Он пролегал между нами, как долгий, насыщенный событиями вечер.
Понемногу Рудик начал обзаводиться новым для него словарем, не то чтобы подходящим ему, мальчику не хватало для этого культурной начинки. Однако услышать от неотесанного провинциального отрока какое-нибудь port de bras — в этом присутствовало нечто чарующее, он начинал казаться мне только что вышедшим из озаренной свечами залы. А между тем, сидя за нашим столом, Рудик совершенно по-варварски пожирал козий сыр. Он в жизни своей не слыхал слов «мойте руки перед едой». Он мог ковыряться пальцем в ноздре и обладал ужасной привычкой почесывать пах.
Смотри не отскреби там что-нибудь, однажды сказал я, и он уставился на меня со страхом, какой внушают людям смерть или ограбление.
Лежа поздней ночью в постели, мы с Анной разговаривали, пока она не засыпала. Мы поражались тому, что Рудик стал для нас новым дыханием жизни, и знали, что дыхание это останется с нами лишь на недолгий срок, что рано или поздно он нас покинет.

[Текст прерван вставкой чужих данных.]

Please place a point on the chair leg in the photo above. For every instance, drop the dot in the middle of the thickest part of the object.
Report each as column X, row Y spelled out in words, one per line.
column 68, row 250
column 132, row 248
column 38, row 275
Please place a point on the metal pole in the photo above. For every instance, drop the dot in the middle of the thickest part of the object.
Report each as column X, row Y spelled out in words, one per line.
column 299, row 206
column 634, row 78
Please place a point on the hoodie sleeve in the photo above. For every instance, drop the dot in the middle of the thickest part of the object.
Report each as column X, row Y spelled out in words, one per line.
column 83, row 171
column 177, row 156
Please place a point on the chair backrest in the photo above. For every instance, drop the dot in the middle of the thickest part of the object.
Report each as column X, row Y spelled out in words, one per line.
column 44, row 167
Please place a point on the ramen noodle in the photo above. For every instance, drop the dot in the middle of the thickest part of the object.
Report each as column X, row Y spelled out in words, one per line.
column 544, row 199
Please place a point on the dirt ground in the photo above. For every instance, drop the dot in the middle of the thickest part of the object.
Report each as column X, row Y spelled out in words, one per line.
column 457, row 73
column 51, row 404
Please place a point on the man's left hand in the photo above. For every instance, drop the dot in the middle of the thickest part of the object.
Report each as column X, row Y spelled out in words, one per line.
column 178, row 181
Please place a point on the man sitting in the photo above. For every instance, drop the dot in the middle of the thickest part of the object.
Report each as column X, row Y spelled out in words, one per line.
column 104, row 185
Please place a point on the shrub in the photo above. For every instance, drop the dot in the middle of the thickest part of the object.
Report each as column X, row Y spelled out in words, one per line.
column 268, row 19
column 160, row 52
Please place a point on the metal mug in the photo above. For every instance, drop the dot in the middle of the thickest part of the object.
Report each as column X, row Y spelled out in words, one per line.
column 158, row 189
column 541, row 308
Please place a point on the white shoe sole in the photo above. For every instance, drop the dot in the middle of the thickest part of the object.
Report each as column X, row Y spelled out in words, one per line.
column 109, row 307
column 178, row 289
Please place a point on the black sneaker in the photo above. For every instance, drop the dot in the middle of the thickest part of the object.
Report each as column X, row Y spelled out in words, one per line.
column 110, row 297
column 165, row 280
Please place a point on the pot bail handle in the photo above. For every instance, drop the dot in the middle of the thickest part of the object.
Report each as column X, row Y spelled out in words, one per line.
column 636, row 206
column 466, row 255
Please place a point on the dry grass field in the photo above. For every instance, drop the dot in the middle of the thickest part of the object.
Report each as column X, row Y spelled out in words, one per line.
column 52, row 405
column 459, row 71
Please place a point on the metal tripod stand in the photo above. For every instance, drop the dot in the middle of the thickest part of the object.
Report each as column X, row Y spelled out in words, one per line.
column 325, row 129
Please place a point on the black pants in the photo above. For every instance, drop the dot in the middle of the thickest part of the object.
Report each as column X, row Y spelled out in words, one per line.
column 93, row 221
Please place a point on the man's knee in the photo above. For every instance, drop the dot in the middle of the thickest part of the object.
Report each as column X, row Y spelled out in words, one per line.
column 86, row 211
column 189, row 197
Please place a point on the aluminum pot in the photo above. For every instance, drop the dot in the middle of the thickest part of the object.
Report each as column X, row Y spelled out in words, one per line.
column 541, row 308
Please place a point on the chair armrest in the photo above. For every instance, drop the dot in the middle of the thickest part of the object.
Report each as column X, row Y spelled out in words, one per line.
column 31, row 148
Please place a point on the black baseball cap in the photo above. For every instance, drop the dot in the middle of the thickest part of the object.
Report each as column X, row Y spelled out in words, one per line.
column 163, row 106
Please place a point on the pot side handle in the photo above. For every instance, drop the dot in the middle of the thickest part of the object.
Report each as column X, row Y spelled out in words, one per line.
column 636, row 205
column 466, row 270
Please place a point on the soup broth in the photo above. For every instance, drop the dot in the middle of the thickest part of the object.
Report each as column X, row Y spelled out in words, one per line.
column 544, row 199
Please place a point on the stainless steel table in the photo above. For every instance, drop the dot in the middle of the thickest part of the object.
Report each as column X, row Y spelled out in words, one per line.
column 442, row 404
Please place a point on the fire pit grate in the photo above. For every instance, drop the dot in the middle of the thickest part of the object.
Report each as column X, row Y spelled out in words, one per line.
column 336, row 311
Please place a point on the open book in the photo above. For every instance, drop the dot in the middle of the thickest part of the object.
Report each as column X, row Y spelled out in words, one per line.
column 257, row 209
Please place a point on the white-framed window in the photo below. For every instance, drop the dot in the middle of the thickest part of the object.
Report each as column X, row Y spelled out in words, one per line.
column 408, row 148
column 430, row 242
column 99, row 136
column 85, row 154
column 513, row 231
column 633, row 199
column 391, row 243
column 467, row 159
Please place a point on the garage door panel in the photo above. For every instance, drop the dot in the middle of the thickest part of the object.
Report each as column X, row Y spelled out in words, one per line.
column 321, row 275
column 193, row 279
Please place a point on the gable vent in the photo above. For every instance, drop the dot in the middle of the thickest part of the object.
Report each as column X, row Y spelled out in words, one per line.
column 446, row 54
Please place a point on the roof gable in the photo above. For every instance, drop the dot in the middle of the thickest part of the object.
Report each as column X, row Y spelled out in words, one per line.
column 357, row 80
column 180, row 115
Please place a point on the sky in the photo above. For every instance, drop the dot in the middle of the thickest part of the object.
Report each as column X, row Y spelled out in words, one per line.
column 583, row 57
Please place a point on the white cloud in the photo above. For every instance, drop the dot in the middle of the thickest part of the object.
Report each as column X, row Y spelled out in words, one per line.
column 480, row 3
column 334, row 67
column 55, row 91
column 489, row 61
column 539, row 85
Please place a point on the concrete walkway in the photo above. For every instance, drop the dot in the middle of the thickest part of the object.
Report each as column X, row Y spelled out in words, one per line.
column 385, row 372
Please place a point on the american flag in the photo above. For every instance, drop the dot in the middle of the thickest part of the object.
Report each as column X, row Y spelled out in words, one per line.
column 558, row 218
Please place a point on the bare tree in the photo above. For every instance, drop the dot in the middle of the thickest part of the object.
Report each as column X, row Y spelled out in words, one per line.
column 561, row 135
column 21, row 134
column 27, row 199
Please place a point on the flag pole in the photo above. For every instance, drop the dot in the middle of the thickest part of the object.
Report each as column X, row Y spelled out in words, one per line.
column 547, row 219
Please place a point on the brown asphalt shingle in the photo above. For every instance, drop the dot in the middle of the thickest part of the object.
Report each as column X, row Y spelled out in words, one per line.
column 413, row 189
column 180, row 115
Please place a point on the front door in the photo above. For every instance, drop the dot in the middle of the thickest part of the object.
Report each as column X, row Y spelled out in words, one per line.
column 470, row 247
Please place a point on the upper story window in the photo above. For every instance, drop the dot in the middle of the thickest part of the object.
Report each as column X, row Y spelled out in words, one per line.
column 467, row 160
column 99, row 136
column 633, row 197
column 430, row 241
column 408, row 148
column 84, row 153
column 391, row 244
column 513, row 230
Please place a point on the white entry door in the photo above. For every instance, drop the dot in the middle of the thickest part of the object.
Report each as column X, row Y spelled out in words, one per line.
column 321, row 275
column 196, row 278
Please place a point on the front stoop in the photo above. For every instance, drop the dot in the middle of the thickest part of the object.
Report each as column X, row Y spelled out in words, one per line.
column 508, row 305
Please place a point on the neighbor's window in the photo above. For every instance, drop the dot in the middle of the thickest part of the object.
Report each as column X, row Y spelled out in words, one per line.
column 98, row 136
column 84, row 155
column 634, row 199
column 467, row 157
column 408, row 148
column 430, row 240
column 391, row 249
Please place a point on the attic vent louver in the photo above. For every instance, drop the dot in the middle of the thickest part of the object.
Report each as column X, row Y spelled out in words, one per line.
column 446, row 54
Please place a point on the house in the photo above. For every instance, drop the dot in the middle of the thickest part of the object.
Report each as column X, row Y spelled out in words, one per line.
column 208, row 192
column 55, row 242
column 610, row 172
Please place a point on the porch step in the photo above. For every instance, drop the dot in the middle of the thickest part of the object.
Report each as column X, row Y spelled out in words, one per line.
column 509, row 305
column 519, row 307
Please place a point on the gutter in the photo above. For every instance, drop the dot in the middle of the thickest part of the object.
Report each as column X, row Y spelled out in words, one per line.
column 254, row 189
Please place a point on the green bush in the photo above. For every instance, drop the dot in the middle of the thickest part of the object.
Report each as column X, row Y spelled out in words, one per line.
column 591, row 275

Это наполнило нас огромной печалью и, однако ж, сулило возможность свободно дышать вне царства печалей, уже накопленных нами.
Я даже вновь принялся за наш огородик — вдруг мне удастся его воскресить. Многие годы назад мы получили участок земли в восьми остановках трамвая от нашего дома. Кто-то из министерских, запамятовав наше прошлое, прислал нам милостивое извещение о том, что мы можем получить этот участок — величиной в два квадратных метра — в полное наше распоряжение. Земля оказалась скудной, серой, сухой. Мы растили на ней овощи — огурцы, редис, капусту, виноградичный лук, — но Анна жаждала лилий и каждый год выменивала на две продовольственные карточки пакетик их луковиц. Мы зарывали луковицы поглубже, вдоль краев участка, время от времени удобряли землю ослиным навозом, ждали. И большую часть лет ничего, кроме горького разочарования, не получали, однако жизнь посылает нам порою странные, хоть и скудные радости, и тем именно летом, впервые, участок наш покрыла тусклая белизна.
В послеполуденные часы, когда Анна занималась с учениками в гимнастическом зале, я влезал в вагон трамвая, проезжал восемь остановок, сходил, поднимался, хромая, в гору и сидел там на складном стульчике.
Нередко по выходным я видел, как на участке, расположенном метрах в десяти от моего, работает, стоя на коленях, невысокий темноволосый мужчина. Время от времени взгляды наши встречались, однако мы ни разу не обменялись ни словом. Лицо у него было замкнутое, настороженное, как у человека, которому всю жизнь приходилось избегать ловушек. Работал он с истовой расторопностью, выращивая по преимуществу картошку с капустой. Когда наступало время урожая, он приходил с тачкой и нагружал ее доверху.